Bildbearbeitung: Farbkorrektur, Retusche und Composing

Fotoaufnahmen und 3D-Renderings sind ohne anschließende Bildbearbeitung selten perfekt. Kaum ein Bild wird ohne professionelle Farbkorrektur, Retusche oder Composing gedruckt oder online veröffentlicht. Die Optimierung von Helligkeit, Kontrast und Farbe gehört praktisch zum Standard bei der Verarbeitung digitaler Bilder.

In der Bildbearbeitung ist alles möglich: Angefangen vom Abschwächen oder Entfernen störender Lichtreflexe über das Beseitigen unerwünschter Schatten, irritierender Bilddetails und Schmutzpartikel bis hin zu aufwendigen Retuschen. Dazu zählt beispielsweise, Bildelemente perspektivisch passend zu ergänzen oder spurenlos zu entfernen oder auch Produkte, die noch nicht für ein Foto zur Verfügung stehen, vorab fotorealistisch zu visualisieren.

Farbkorrektur

Bilder nachträglich farblich anzupassen, zu korrigieren oder umzufärben ist Aufgabe der Farbkorrektur.
Auf diese Weise lassen sich das Optimum an Farbigkeit aus den Vorlagen herausholen, Motive komplett oder teilweise aufhellen oder abdunkeln oder auch insgesamt die Atmosphäre und Farbstimmung verändern. Produkte in anderen Farbvarianten zu präsentieren, ohne neue Fotos machen zu müssen, ist durch gezieltes Umfärben möglich. Das gilt insbesondere für die Modebranche. Dort werden Artikel oft nur in einer Farbe fotografiert und anschliessend digital anhand von Originalmustern in alle weiteren Farbvarianten umgefärbt.

Retusche

Vorher Nachher

Werden ein oder mehrere Objekte in ein Foto hinein- oder herausretuschiert, soll das Ergebnis farblich und perspektivisch stimmig sein und real wirken. Farbstimmung, Lichter, Schatten und Reflexionen müssen genauso harmonisch sein wie Größe und Proportionen der eingefügten Elemente. Werden Hintergründe ergänzt, muss die Bildinformation rekonstruiert werden. Dabei darf kein Rapport, also ein Muster aus wiederkehrenden Bildbestandteilen, erkennbar sein.

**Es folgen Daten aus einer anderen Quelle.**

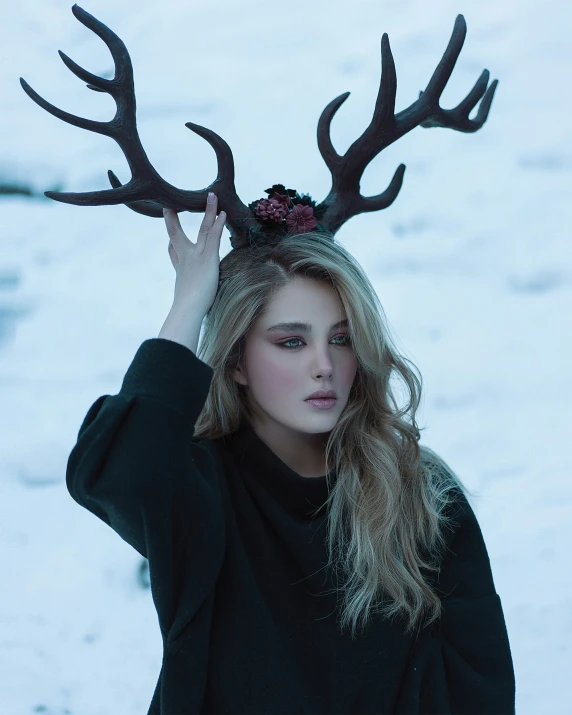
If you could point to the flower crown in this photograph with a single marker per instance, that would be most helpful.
(285, 211)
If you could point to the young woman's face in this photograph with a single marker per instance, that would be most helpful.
(282, 367)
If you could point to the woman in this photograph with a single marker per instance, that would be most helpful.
(303, 557)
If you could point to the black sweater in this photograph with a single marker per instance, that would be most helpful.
(236, 563)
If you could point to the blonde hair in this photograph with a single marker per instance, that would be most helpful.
(387, 507)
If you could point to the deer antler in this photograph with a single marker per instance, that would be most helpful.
(345, 199)
(146, 192)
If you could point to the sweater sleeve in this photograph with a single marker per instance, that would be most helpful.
(137, 467)
(474, 640)
(462, 664)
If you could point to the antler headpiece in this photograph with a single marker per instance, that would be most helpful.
(284, 211)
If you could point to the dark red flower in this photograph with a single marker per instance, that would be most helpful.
(301, 219)
(274, 209)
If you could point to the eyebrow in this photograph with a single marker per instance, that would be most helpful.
(302, 327)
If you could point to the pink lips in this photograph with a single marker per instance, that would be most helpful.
(322, 404)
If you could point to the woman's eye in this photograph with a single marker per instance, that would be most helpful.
(345, 338)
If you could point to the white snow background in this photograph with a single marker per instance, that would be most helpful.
(472, 263)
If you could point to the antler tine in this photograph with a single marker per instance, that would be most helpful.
(344, 199)
(146, 192)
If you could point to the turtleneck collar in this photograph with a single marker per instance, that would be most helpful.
(299, 495)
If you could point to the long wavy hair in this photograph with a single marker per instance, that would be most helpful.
(388, 504)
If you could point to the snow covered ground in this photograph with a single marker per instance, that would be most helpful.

Eine Beautyretusche wird an Portraitfotos vorgenommen. Ziel ist, Menschen frischer, vitaler und tendenziell jünger wirken zu lassen. Dazu zählen je nach Bedarf z. B. das Optimieren von Hauttönen oder Entfernen von Augenringen und Hautunreinheiten. Um dabei die Natürlichkeit zu erhalten, müssen die Maßnahmen behutsam umgesetzt werden.

Sollen Objekte visualisiert werden, die noch gar nicht erhältlich sind – z. B. Produktverpackungen, die noch in der Entwurfsphase sind – ist dies über eine Kreativretusche umsetzbar. Diese umfasst häufig auch eine weitere Form der Retusche: das Composing.

Vorher Nachher

Composing

Als Composing wird die Kombination mehrerer Bilder oder die Integration einzelner Objekte in einem Basismotiv bezeichnet. Dafür werden die gewünschten Ausschnitte freigestellt, der Bildqualität angepasst und „composed“. Detailretuschen, Farbkorrekturen sowie Schatten und Lichter finalisieren das Bild. Auch hier gilt: alle Bildelemente müssen hinsichtlich Perspektive, Proportion und Farbe stimmig sein.

Durch die digitale Umsetzung sind der Bildbearbeitung heute kaum noch Grenzen gesetzt. Aber egal ob Farbkorrektur, Retusche oder Composing – das Ergebnis ist nur dann perfekt, wenn die Bildbearbeitung für den Betrachter nicht sichtbar ist.